// the find
tkestack/tke
Native Kubernetes container management platform supporting multi-tenant and multi-cluster
TKEStack is Tencent's open-source Kubernetes management platform for running multiple clusters with multi-tenant isolation, LDAP/OIDC auth, and a web UI. It's a self-hosted alternative to EKS/GKE console for organizations that want centralized cluster management without a cloud vendor. Target audience is platform/infra teams running Kubernetes on-prem or in private clouds.

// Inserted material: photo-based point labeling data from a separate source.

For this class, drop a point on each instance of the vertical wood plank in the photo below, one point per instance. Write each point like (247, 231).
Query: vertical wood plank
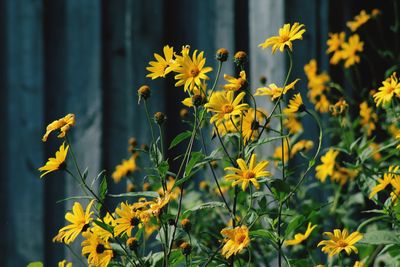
(22, 212)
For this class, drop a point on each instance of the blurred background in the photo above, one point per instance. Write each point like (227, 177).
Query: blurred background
(88, 57)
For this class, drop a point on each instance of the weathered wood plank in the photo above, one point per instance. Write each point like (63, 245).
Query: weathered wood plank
(21, 189)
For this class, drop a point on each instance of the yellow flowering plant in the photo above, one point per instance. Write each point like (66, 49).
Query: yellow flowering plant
(244, 185)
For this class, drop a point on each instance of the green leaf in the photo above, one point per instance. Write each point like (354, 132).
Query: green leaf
(294, 224)
(179, 138)
(136, 194)
(380, 237)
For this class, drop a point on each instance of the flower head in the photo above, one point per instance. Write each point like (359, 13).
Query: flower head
(99, 252)
(298, 238)
(389, 88)
(225, 105)
(62, 124)
(163, 65)
(236, 240)
(246, 174)
(57, 163)
(275, 91)
(80, 221)
(287, 34)
(340, 240)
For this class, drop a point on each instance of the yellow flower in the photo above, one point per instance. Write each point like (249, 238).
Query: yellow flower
(252, 121)
(163, 65)
(190, 70)
(295, 104)
(335, 42)
(57, 163)
(383, 183)
(350, 49)
(328, 164)
(235, 84)
(246, 174)
(125, 168)
(340, 240)
(80, 221)
(389, 88)
(298, 238)
(275, 91)
(287, 34)
(236, 240)
(128, 219)
(358, 21)
(99, 252)
(302, 145)
(292, 124)
(63, 124)
(367, 118)
(225, 106)
(62, 264)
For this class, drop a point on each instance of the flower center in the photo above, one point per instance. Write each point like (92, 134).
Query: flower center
(194, 72)
(227, 108)
(249, 175)
(100, 248)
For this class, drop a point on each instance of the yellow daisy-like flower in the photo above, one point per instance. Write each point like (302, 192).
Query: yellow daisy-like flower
(302, 145)
(350, 49)
(99, 252)
(247, 174)
(340, 240)
(128, 219)
(163, 65)
(275, 91)
(298, 238)
(295, 104)
(358, 21)
(125, 168)
(335, 42)
(388, 177)
(235, 84)
(225, 106)
(64, 264)
(62, 124)
(57, 163)
(389, 88)
(190, 70)
(80, 221)
(236, 240)
(287, 34)
(328, 164)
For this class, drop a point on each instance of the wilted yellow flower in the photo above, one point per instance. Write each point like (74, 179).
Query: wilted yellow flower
(62, 124)
(358, 21)
(235, 84)
(246, 174)
(340, 240)
(350, 49)
(190, 70)
(287, 34)
(225, 106)
(236, 240)
(57, 163)
(163, 65)
(389, 88)
(99, 252)
(80, 221)
(275, 91)
(298, 238)
(328, 164)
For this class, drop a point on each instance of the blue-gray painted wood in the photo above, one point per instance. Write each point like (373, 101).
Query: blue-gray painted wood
(22, 215)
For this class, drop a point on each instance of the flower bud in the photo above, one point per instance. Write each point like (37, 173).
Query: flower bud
(222, 54)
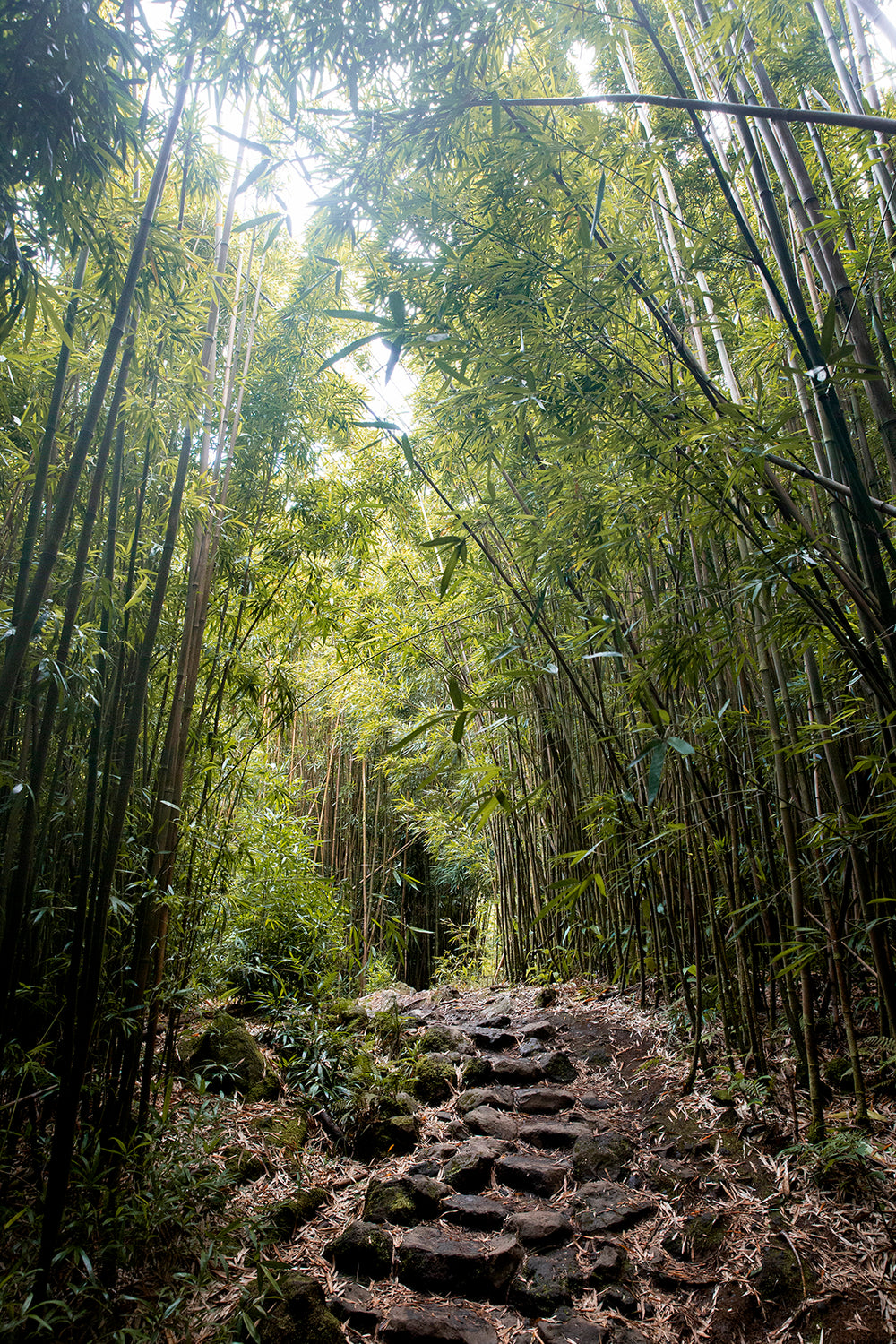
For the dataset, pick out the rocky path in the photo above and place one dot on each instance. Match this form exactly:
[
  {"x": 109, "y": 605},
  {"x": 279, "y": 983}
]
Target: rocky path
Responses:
[{"x": 557, "y": 1188}]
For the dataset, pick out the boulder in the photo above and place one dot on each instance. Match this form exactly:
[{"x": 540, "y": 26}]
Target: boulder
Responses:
[
  {"x": 492, "y": 1038},
  {"x": 470, "y": 1168},
  {"x": 474, "y": 1211},
  {"x": 441, "y": 1039},
  {"x": 605, "y": 1206},
  {"x": 477, "y": 1072},
  {"x": 295, "y": 1314},
  {"x": 540, "y": 1228},
  {"x": 435, "y": 1262},
  {"x": 543, "y": 1101},
  {"x": 441, "y": 1324},
  {"x": 230, "y": 1061},
  {"x": 287, "y": 1215},
  {"x": 557, "y": 1066},
  {"x": 501, "y": 1098},
  {"x": 554, "y": 1134},
  {"x": 392, "y": 1134},
  {"x": 355, "y": 1305},
  {"x": 406, "y": 1201},
  {"x": 495, "y": 1124},
  {"x": 362, "y": 1250},
  {"x": 540, "y": 1030},
  {"x": 538, "y": 1175},
  {"x": 699, "y": 1238},
  {"x": 780, "y": 1279},
  {"x": 546, "y": 1282},
  {"x": 608, "y": 1265},
  {"x": 433, "y": 1080},
  {"x": 605, "y": 1155},
  {"x": 524, "y": 1073}
]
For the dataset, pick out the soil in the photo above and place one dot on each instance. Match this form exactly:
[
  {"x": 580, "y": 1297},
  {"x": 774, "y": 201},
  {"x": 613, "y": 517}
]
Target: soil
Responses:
[{"x": 791, "y": 1254}]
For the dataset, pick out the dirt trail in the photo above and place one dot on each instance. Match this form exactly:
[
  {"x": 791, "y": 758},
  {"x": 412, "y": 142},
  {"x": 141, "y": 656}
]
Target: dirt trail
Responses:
[{"x": 565, "y": 1191}]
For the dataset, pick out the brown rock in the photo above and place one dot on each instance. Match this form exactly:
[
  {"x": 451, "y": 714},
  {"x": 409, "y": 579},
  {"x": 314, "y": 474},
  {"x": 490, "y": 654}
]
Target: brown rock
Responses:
[
  {"x": 540, "y": 1228},
  {"x": 435, "y": 1262},
  {"x": 470, "y": 1168},
  {"x": 495, "y": 1124},
  {"x": 538, "y": 1175},
  {"x": 443, "y": 1324},
  {"x": 543, "y": 1101},
  {"x": 554, "y": 1134}
]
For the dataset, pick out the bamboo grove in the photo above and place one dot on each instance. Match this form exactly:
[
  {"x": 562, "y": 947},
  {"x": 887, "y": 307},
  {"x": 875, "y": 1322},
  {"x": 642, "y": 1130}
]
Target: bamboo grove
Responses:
[{"x": 592, "y": 661}]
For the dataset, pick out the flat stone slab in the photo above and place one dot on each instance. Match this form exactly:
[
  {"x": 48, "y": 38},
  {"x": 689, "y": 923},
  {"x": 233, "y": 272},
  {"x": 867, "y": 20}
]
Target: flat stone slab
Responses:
[
  {"x": 552, "y": 1134},
  {"x": 470, "y": 1167},
  {"x": 437, "y": 1261},
  {"x": 538, "y": 1175},
  {"x": 474, "y": 1211},
  {"x": 540, "y": 1030},
  {"x": 408, "y": 1199},
  {"x": 521, "y": 1072},
  {"x": 605, "y": 1155},
  {"x": 546, "y": 1282},
  {"x": 495, "y": 1124},
  {"x": 540, "y": 1228},
  {"x": 592, "y": 1102},
  {"x": 605, "y": 1206},
  {"x": 492, "y": 1038},
  {"x": 501, "y": 1098},
  {"x": 444, "y": 1324},
  {"x": 541, "y": 1101},
  {"x": 557, "y": 1066},
  {"x": 355, "y": 1305}
]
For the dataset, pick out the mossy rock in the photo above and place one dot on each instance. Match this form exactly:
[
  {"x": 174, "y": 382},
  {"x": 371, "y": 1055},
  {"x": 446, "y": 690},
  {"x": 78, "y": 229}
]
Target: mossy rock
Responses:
[
  {"x": 433, "y": 1080},
  {"x": 245, "y": 1167},
  {"x": 392, "y": 1026},
  {"x": 230, "y": 1061},
  {"x": 290, "y": 1134},
  {"x": 392, "y": 1134},
  {"x": 477, "y": 1072},
  {"x": 289, "y": 1214},
  {"x": 699, "y": 1239},
  {"x": 295, "y": 1311},
  {"x": 346, "y": 1012},
  {"x": 780, "y": 1279},
  {"x": 363, "y": 1250}
]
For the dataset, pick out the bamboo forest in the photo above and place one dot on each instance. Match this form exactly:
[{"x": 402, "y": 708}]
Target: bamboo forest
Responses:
[{"x": 447, "y": 672}]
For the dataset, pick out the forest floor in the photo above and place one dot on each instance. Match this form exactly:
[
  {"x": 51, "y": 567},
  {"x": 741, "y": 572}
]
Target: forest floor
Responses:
[{"x": 573, "y": 1193}]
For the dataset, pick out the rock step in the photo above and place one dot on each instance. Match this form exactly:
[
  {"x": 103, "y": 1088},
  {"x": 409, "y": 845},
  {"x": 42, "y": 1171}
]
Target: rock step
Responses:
[{"x": 437, "y": 1260}]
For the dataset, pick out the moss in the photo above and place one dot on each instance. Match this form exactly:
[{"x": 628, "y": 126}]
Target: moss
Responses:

The multi-tenancy model is well thought out — namespace isolation per project, cross-cluster RBAC, and resource quota tracking are all first-class rather than bolted on. The installer (tke-installer) handles bootstrapping a global cluster from scratch, which is genuinely hard to do well and saves a lot of manual kubeadm ceremony. The plugin system for auth, networking (Galaxy), GPU management, and HPA extensions is structured enough to actually be replaceable, not just documented as replaceable. Protobuf-based internal APIs with versioned types (v1, internal) follow the upstream Kubernetes pattern, which means the internal machinery is familiar to anyone who's worked on k8s controllers.

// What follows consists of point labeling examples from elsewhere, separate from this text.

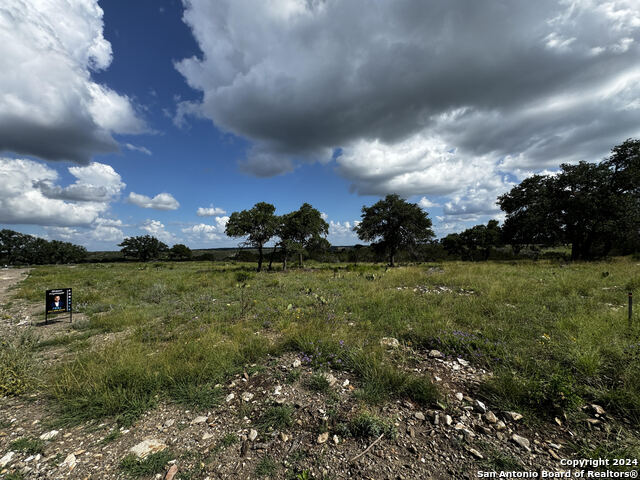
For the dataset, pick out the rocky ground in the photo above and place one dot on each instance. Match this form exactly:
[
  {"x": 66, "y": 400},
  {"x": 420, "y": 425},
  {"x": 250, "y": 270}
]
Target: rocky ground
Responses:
[{"x": 283, "y": 419}]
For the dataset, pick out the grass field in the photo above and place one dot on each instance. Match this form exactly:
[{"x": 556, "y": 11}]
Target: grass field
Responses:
[{"x": 556, "y": 336}]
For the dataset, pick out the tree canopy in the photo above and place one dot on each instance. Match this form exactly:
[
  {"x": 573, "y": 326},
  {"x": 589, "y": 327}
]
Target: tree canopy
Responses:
[
  {"x": 143, "y": 248},
  {"x": 257, "y": 224},
  {"x": 394, "y": 223},
  {"x": 592, "y": 206}
]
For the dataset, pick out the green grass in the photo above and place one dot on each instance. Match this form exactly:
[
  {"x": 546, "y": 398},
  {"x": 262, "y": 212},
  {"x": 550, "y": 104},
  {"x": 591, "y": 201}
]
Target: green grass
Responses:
[
  {"x": 555, "y": 335},
  {"x": 31, "y": 446},
  {"x": 154, "y": 463}
]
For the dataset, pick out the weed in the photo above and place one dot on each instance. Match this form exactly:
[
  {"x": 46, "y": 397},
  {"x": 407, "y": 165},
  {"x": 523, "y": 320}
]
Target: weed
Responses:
[
  {"x": 266, "y": 467},
  {"x": 276, "y": 418},
  {"x": 150, "y": 465},
  {"x": 31, "y": 446}
]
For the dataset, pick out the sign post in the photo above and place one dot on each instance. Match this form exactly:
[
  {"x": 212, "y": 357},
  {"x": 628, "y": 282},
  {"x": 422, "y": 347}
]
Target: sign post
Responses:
[{"x": 58, "y": 301}]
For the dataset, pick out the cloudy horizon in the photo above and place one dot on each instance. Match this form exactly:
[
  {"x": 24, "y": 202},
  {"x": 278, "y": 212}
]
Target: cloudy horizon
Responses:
[{"x": 164, "y": 117}]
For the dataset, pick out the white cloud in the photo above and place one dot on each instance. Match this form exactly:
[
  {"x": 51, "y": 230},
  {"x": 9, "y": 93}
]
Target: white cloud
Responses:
[
  {"x": 50, "y": 107},
  {"x": 137, "y": 148},
  {"x": 29, "y": 195},
  {"x": 157, "y": 229},
  {"x": 210, "y": 211},
  {"x": 434, "y": 98},
  {"x": 162, "y": 201},
  {"x": 207, "y": 232}
]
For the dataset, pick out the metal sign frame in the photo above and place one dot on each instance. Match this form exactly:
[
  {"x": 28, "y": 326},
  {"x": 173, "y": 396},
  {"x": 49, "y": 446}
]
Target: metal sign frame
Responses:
[{"x": 63, "y": 304}]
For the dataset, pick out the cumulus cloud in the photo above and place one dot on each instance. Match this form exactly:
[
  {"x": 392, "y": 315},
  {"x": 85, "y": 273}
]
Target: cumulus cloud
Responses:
[
  {"x": 162, "y": 201},
  {"x": 29, "y": 194},
  {"x": 50, "y": 107},
  {"x": 136, "y": 148},
  {"x": 157, "y": 229},
  {"x": 419, "y": 98},
  {"x": 207, "y": 232},
  {"x": 210, "y": 211}
]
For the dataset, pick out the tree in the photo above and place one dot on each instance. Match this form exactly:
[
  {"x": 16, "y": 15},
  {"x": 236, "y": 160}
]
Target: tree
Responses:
[
  {"x": 392, "y": 224},
  {"x": 180, "y": 252},
  {"x": 258, "y": 225},
  {"x": 143, "y": 248},
  {"x": 592, "y": 206}
]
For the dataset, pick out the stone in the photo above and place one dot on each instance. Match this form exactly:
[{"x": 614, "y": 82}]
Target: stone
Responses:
[
  {"x": 330, "y": 378},
  {"x": 475, "y": 453},
  {"x": 247, "y": 396},
  {"x": 146, "y": 447},
  {"x": 172, "y": 472},
  {"x": 490, "y": 417},
  {"x": 389, "y": 342},
  {"x": 521, "y": 441},
  {"x": 4, "y": 461},
  {"x": 49, "y": 435},
  {"x": 70, "y": 462}
]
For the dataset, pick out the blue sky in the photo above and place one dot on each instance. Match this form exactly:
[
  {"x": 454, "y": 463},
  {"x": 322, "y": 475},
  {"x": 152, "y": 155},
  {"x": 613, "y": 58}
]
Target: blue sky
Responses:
[{"x": 124, "y": 118}]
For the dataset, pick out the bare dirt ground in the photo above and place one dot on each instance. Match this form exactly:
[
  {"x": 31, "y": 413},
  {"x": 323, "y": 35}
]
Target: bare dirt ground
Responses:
[{"x": 230, "y": 441}]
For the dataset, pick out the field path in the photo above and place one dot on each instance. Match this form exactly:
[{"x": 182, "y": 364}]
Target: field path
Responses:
[{"x": 8, "y": 278}]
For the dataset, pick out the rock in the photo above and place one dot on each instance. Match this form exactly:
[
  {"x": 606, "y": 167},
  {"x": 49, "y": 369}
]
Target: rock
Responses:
[
  {"x": 69, "y": 462},
  {"x": 475, "y": 453},
  {"x": 148, "y": 446},
  {"x": 490, "y": 417},
  {"x": 172, "y": 472},
  {"x": 49, "y": 435},
  {"x": 4, "y": 461},
  {"x": 521, "y": 441},
  {"x": 247, "y": 396},
  {"x": 389, "y": 342},
  {"x": 515, "y": 416},
  {"x": 330, "y": 378}
]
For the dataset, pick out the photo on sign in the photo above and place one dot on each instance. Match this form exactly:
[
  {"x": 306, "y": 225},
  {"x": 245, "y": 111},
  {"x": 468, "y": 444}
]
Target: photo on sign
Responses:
[{"x": 58, "y": 301}]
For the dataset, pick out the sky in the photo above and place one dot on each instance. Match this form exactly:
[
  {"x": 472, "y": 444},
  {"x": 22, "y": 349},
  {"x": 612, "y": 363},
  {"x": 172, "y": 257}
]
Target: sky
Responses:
[{"x": 163, "y": 117}]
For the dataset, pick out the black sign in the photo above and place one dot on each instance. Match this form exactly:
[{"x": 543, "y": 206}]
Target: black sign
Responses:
[{"x": 58, "y": 301}]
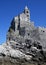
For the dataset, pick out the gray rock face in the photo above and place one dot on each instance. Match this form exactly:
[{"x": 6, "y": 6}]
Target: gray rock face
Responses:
[{"x": 25, "y": 44}]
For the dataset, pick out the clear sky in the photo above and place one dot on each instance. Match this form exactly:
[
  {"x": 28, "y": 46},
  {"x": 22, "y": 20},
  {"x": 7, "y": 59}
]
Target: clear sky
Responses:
[{"x": 11, "y": 8}]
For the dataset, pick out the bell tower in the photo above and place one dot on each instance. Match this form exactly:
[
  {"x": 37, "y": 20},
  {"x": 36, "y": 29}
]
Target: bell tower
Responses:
[{"x": 27, "y": 12}]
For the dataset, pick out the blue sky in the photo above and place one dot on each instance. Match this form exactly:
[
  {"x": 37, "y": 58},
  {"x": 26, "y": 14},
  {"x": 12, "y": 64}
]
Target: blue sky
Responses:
[{"x": 11, "y": 8}]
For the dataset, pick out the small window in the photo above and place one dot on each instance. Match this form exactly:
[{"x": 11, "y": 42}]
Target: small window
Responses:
[
  {"x": 28, "y": 34},
  {"x": 27, "y": 11}
]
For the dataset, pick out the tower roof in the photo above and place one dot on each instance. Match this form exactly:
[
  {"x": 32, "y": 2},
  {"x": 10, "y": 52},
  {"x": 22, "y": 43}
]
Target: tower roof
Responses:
[{"x": 26, "y": 7}]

Last commit was August 2024 and the most recent release targets k8s 1.22 — that's three major Kubernetes versions behind current. Adopting this means running an unsupported k8s version or doing the upgrade work yourself, which defeats the purpose. Documentation is almost entirely in Chinese; the English README gets you to a running installer but everything past that (configuration, ops, troubleshooting) requires translation or guessing. The go.mod replace directives are a red flag — they're pinning forked versions of k8s/apiserver and chartmuseum/storage, meaning you're building on unmaintained forks rather than upstream. The 8 CPU / 16 GB minimum just for the management plane is steep if you're not already running sizeable nodes.